"Let books be your dining table, / And you shall be full of delights. / Let them be your
And you shall sleep restful nights" (St. Ephraim the Syrian).

Tuesday, February 1, 2011

No King But Christ: Christian Politics in Arabian Syria

Oxford University Press just sent me a copy of a new book:

Philip Wood, "We Have No King But Christ": Christian Political Thought in Greater Syria on the Eve of the Arab Conquest (c.400-585), xii+295pp.

This is the latest publication in Oxford's "Studies in Byzantium" series. The book originated as a doctoral dissertation under Dame Averil Cameron, professor of late antique and Byzantine history at Oxford.

The publisher provides the following blurb and table of contents:

Drawing on little-used sources in Syriac, once the lingua franca of the Middle East, Philip Wood examines how, at the close of the Roman Empire, Christianity carried with it new foundation myths for the peoples of the Near East that transformed their self-identity and their relationships with their rulers.
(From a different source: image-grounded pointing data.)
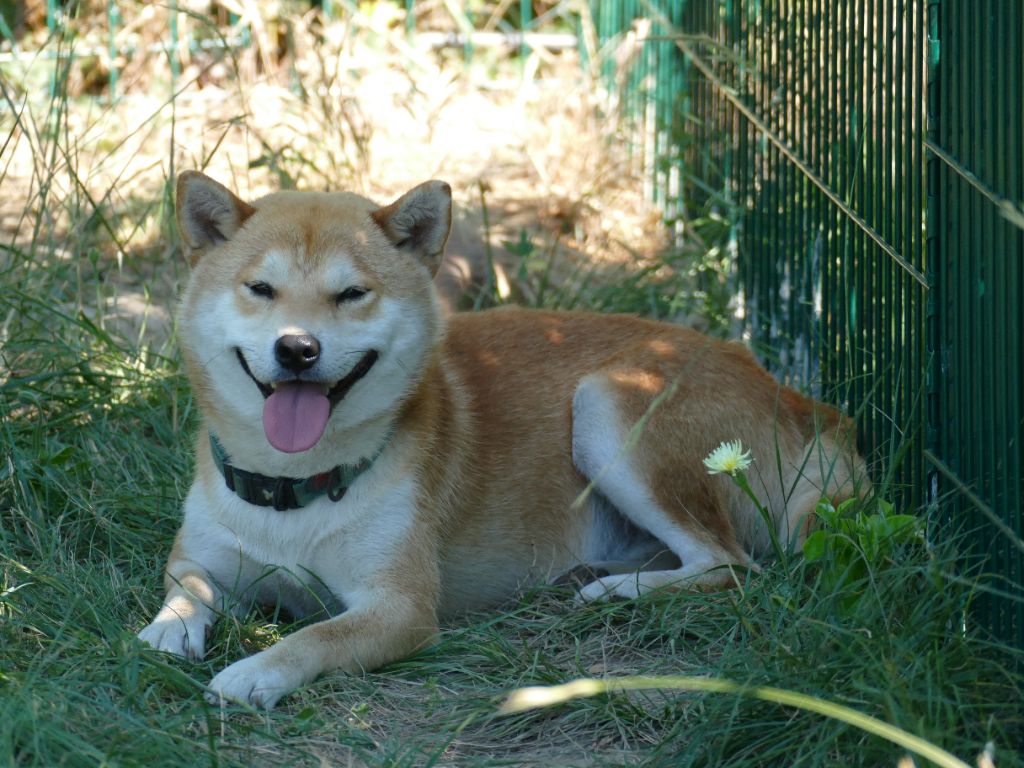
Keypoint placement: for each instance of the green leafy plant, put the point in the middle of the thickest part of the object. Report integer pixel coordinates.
(851, 542)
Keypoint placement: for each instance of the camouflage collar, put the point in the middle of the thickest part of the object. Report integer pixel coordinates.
(288, 493)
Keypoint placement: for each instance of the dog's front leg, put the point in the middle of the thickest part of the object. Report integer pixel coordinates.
(187, 613)
(380, 628)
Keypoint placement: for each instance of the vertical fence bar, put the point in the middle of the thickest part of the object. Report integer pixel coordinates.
(113, 23)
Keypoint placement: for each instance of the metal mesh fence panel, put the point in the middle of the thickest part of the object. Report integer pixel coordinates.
(870, 155)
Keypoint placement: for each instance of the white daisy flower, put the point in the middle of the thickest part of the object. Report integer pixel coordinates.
(728, 458)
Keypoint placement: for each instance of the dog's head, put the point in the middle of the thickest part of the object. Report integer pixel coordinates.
(303, 301)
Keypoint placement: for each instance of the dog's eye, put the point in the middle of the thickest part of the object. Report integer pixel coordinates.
(259, 288)
(350, 294)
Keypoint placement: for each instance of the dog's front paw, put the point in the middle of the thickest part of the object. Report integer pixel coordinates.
(608, 587)
(178, 633)
(256, 681)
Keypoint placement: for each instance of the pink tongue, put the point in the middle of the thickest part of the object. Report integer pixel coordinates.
(294, 417)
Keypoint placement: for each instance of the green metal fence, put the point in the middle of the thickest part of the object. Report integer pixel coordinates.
(870, 153)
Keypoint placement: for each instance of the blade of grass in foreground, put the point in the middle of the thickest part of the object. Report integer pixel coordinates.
(528, 698)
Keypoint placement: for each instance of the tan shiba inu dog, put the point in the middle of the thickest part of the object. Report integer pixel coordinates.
(363, 457)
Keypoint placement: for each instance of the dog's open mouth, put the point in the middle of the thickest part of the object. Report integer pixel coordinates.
(296, 412)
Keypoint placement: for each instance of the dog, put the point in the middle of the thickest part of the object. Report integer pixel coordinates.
(365, 459)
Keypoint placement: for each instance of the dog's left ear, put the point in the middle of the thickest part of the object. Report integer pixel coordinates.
(419, 222)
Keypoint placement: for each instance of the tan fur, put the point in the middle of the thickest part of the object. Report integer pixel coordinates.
(500, 423)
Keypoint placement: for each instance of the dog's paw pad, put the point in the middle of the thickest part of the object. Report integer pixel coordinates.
(174, 636)
(252, 681)
(608, 588)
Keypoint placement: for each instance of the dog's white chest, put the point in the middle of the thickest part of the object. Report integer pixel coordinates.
(324, 555)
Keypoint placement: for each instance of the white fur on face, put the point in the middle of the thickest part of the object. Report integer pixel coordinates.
(220, 320)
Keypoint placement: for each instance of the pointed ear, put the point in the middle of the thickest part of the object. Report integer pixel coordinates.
(208, 213)
(419, 222)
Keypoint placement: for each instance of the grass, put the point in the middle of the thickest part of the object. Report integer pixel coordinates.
(95, 429)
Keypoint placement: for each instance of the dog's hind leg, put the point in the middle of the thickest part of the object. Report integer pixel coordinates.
(694, 527)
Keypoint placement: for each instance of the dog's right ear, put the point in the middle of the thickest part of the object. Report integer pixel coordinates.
(208, 212)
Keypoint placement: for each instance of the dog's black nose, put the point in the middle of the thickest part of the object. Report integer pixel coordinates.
(297, 351)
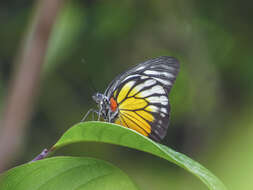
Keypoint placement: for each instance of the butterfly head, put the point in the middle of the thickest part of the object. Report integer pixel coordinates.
(107, 108)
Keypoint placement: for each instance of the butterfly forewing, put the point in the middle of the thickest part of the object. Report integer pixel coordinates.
(141, 94)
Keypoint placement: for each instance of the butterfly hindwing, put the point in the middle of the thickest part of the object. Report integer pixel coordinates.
(142, 93)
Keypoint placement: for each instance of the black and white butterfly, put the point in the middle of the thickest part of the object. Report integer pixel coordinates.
(138, 98)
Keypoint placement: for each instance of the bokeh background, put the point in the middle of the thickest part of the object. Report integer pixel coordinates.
(93, 41)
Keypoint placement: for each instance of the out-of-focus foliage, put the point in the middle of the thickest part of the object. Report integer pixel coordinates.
(93, 41)
(66, 173)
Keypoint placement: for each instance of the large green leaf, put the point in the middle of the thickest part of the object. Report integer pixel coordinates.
(114, 134)
(65, 173)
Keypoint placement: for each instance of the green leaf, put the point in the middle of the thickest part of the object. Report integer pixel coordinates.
(95, 131)
(65, 173)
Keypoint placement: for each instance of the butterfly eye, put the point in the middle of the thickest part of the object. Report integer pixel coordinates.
(98, 97)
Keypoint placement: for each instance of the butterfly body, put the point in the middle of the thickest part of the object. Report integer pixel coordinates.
(138, 98)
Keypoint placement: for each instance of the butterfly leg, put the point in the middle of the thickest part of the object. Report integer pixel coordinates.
(88, 113)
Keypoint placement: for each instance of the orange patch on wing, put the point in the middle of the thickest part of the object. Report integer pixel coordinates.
(133, 104)
(126, 122)
(114, 104)
(124, 90)
(138, 121)
(148, 116)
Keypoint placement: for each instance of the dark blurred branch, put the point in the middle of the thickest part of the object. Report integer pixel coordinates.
(25, 82)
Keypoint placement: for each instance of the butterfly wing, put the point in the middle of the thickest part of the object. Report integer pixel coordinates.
(141, 94)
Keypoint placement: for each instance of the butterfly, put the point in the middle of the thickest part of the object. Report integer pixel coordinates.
(138, 98)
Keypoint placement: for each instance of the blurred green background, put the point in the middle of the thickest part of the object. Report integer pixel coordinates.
(94, 40)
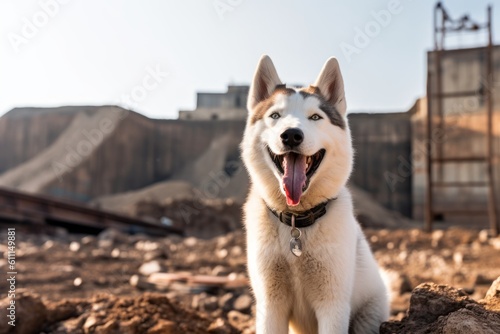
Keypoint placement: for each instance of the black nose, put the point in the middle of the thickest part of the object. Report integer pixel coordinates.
(292, 137)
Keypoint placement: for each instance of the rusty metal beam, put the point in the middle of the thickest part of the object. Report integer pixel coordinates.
(494, 225)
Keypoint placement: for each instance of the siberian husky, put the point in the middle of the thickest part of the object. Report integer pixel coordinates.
(310, 266)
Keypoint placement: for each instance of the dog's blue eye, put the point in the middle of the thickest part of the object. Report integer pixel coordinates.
(315, 117)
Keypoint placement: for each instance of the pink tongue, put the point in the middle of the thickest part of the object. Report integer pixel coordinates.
(294, 178)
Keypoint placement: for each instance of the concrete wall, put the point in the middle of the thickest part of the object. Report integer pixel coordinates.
(141, 151)
(382, 166)
(230, 105)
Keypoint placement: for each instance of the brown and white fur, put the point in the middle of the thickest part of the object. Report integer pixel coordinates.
(335, 286)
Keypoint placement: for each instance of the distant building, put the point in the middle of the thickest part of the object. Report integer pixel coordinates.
(219, 106)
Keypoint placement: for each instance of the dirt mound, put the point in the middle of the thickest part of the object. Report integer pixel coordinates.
(150, 313)
(444, 309)
(75, 144)
(371, 214)
(185, 274)
(126, 203)
(197, 218)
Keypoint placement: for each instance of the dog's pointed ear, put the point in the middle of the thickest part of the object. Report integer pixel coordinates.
(331, 85)
(264, 82)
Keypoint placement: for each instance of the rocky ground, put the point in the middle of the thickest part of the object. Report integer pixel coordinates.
(116, 283)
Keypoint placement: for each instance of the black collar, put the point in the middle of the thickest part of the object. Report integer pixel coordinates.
(304, 218)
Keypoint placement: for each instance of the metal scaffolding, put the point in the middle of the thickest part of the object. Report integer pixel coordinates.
(436, 123)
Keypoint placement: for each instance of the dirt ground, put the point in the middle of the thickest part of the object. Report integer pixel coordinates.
(99, 284)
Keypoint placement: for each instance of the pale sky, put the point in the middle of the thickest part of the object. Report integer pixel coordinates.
(95, 52)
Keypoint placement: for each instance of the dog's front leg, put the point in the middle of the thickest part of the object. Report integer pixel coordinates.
(334, 318)
(271, 319)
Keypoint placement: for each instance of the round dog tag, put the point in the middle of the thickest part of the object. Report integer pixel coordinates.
(296, 246)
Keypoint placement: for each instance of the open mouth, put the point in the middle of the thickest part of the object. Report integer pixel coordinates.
(297, 170)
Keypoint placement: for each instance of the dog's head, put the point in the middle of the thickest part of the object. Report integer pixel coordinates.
(297, 144)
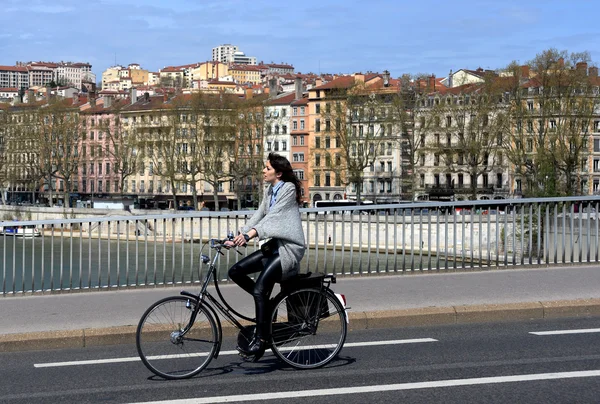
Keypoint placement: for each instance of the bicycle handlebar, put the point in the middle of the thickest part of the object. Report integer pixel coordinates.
(218, 244)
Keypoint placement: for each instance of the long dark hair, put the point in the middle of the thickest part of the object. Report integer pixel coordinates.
(282, 165)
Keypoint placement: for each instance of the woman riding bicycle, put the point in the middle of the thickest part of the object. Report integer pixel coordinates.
(277, 219)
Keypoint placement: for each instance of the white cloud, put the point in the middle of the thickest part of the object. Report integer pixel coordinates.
(50, 9)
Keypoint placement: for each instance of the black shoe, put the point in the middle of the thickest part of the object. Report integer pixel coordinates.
(256, 348)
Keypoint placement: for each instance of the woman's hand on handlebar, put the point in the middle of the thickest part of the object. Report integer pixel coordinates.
(238, 241)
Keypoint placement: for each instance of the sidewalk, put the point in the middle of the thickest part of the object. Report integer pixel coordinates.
(108, 317)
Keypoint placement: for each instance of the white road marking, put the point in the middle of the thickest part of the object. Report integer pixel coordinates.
(386, 387)
(562, 332)
(222, 353)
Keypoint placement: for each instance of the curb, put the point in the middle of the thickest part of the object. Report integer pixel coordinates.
(358, 321)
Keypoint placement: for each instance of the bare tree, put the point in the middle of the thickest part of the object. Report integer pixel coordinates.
(161, 145)
(553, 101)
(352, 135)
(410, 111)
(122, 147)
(56, 130)
(466, 139)
(246, 161)
(219, 142)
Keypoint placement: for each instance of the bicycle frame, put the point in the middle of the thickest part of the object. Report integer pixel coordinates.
(213, 304)
(220, 305)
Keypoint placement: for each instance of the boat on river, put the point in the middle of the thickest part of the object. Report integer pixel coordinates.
(29, 230)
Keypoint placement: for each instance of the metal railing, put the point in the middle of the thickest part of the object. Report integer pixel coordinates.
(117, 252)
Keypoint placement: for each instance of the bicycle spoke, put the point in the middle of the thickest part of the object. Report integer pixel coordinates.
(298, 339)
(169, 344)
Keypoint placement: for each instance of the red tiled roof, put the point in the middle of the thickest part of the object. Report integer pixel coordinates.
(245, 67)
(279, 66)
(221, 82)
(284, 100)
(13, 68)
(301, 101)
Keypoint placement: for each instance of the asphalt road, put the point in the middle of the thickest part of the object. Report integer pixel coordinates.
(474, 363)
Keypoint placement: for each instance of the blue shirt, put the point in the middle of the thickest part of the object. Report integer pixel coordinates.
(276, 189)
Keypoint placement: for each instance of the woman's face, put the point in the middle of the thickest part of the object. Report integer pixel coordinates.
(269, 173)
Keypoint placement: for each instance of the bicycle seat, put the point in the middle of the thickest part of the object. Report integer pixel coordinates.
(301, 281)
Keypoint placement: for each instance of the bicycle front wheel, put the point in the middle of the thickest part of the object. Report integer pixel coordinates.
(308, 328)
(170, 344)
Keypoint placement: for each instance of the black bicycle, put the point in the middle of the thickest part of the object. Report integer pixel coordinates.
(178, 336)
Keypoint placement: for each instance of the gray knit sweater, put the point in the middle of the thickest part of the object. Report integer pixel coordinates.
(281, 222)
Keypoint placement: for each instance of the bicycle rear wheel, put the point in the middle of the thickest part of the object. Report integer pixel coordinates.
(169, 344)
(308, 328)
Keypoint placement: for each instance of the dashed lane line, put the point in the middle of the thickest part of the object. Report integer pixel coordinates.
(222, 353)
(340, 391)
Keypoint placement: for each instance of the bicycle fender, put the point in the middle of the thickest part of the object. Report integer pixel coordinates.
(219, 329)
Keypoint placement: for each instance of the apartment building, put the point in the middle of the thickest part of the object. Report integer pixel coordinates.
(299, 149)
(224, 53)
(246, 74)
(69, 73)
(354, 143)
(14, 77)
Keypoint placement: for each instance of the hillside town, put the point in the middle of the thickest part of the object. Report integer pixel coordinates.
(197, 135)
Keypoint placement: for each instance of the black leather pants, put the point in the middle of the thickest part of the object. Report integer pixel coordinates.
(270, 273)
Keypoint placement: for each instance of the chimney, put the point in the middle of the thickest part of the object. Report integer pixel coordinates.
(432, 82)
(298, 87)
(107, 101)
(386, 78)
(581, 66)
(272, 88)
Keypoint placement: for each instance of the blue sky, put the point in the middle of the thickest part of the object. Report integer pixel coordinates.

This cultural independence was followed by a more radical political philosophy that dared to criticize the emperor and laid the seeds for the blending of religious and ethnic identity that we see in the Middle East today.
1: Classification in a Christian Empire
2: Controlling the Barbarians: The First Syrian Hagiographic Collection
3: Theories of Nations and the World of Late Antiquity
4: Edessa and Beyond: The Reception of the Doctrina Addai in the Fifth and Sixth Centuries
5: The Julian Romance
6: Creating Boundaries in the Miaphysite Movement
7: A Miaphysite Commonwealth
Look for We Have No King But Christ to be reviewed in Logos: A Journal of Eastern Christian Studies later this year.